Personal details
- Born: 1659 Zhizhou, Taizhou, Jiangsu, Qing Empire
- Died: July 3, 1722 (aged 62–63) Fujian, Qing Empire
- Resting place: Xutian Village, Huangtang Town, Hui'an County, Fujian, Qing Empire
- Parent: Shi Lang (father);
- Occupation: official
- Other names: Shi Gong Shi Qingtian

Military service
- Allegiance: Qing dynasty
- Branch/service: Bordered Yellow Banner

= Shi Shilun =

Shi Shilun (施世綸, 1659 – July 3, 1722), popularly known as Shi Gong (施公; "Lord Shi") or Qingtian (施青天; "Clear-Sky Shi"), was a much-praised Qing dynasty official during the Kangxi Emperor's reign. He was the son of general Shi Lang.

==In popular culture==
He appears in a 19th century, fictionalized gong'an (crime fiction) story, as a central character in The Cases of Lord Shi (施公案). Subsequently, many operas also featured him as a central character.

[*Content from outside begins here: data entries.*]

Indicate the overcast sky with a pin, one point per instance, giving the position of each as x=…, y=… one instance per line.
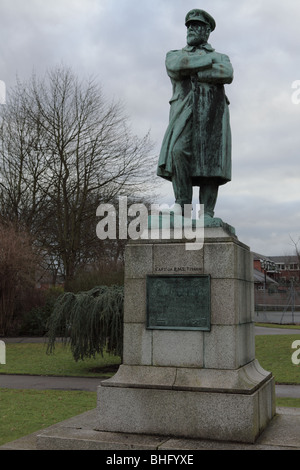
x=124, y=42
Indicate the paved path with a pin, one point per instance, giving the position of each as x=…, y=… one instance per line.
x=91, y=384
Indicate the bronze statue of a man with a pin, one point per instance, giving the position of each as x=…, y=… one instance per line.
x=196, y=150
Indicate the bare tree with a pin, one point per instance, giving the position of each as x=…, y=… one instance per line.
x=18, y=262
x=64, y=149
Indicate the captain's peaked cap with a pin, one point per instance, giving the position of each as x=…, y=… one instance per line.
x=201, y=16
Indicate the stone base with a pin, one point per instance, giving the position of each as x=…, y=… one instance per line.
x=226, y=405
x=197, y=383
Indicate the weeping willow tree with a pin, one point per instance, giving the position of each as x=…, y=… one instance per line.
x=90, y=322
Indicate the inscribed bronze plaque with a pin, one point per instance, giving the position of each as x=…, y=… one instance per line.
x=177, y=302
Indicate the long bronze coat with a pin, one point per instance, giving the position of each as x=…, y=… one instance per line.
x=198, y=77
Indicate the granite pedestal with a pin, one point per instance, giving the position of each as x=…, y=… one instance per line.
x=190, y=382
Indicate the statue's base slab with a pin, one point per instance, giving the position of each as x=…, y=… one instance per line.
x=183, y=379
x=188, y=403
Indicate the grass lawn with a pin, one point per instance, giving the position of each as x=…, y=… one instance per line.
x=274, y=353
x=23, y=412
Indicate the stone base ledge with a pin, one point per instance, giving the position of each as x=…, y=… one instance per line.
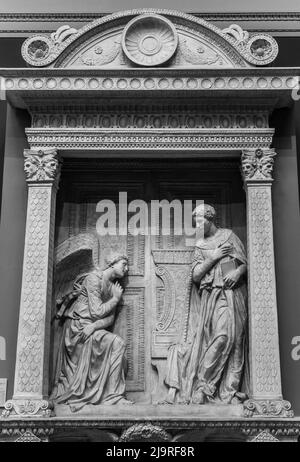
x=145, y=428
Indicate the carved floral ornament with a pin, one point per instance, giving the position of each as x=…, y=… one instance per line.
x=41, y=166
x=150, y=37
x=258, y=164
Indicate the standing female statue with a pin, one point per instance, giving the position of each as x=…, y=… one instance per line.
x=91, y=362
x=210, y=366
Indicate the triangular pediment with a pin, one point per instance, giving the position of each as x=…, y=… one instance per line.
x=150, y=38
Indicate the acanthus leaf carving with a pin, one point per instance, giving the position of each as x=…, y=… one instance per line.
x=41, y=166
x=267, y=408
x=27, y=408
x=258, y=164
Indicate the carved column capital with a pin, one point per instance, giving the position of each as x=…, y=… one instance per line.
x=42, y=166
x=257, y=164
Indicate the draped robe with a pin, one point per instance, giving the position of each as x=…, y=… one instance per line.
x=90, y=371
x=211, y=360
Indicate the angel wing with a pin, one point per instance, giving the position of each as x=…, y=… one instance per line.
x=73, y=257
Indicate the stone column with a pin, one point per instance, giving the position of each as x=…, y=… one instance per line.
x=265, y=377
x=42, y=169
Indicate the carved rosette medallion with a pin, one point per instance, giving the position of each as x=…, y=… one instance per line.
x=261, y=49
x=149, y=40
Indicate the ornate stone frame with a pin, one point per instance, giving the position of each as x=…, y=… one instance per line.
x=268, y=88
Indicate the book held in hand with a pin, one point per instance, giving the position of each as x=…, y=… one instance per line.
x=228, y=265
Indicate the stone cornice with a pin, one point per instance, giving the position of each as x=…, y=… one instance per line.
x=26, y=84
x=25, y=24
x=152, y=139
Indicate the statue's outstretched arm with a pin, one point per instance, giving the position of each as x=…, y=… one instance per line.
x=97, y=307
x=200, y=269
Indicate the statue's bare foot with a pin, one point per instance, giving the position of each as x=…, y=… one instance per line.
x=126, y=402
x=199, y=399
x=167, y=400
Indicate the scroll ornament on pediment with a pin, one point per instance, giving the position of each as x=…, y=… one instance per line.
x=258, y=164
x=150, y=38
x=41, y=166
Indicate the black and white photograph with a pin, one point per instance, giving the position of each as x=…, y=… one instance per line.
x=149, y=224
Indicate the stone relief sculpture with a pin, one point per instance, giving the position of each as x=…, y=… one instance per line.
x=209, y=366
x=90, y=367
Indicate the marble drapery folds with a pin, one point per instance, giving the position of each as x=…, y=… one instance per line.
x=90, y=370
x=211, y=361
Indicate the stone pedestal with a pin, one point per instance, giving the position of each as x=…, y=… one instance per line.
x=31, y=373
x=265, y=377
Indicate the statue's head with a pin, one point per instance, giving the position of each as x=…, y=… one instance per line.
x=204, y=216
x=119, y=263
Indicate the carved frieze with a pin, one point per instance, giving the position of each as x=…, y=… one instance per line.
x=148, y=140
x=267, y=408
x=147, y=117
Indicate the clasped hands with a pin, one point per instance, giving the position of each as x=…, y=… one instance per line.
x=232, y=277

Fictional television series featuring him as the central protagonist include:
- The Great Arbitrator (大執法), a 1983 Taiwanese TV series starring Tsui Hao-jan as Shi.
- The Strange Cases of Lord Shih (施公奇案), a 1997 Taiwanese TV series starring Liao Chun as Shi.
- A Pillow Case of Mystery (施公奇案), a 2006 Hong Kong TV series starring Bobby Au-yeung as Shi.
  - A Pillow Case of Mystery II (施公奇案II), a 2010 Hong Kong TV series again starring Au-yeung.
- Chinese Sherlock Shi (新施公案), a 2013 Chinese TV series starring Fan Ming as Shi.

In addition, the 1987 Chinese martial arts film Golden Dart Hero (金鏢黃天霸) is also based on some stories from The Cases of Lord Shi, although the film portrays Shi Shilun in a negative light.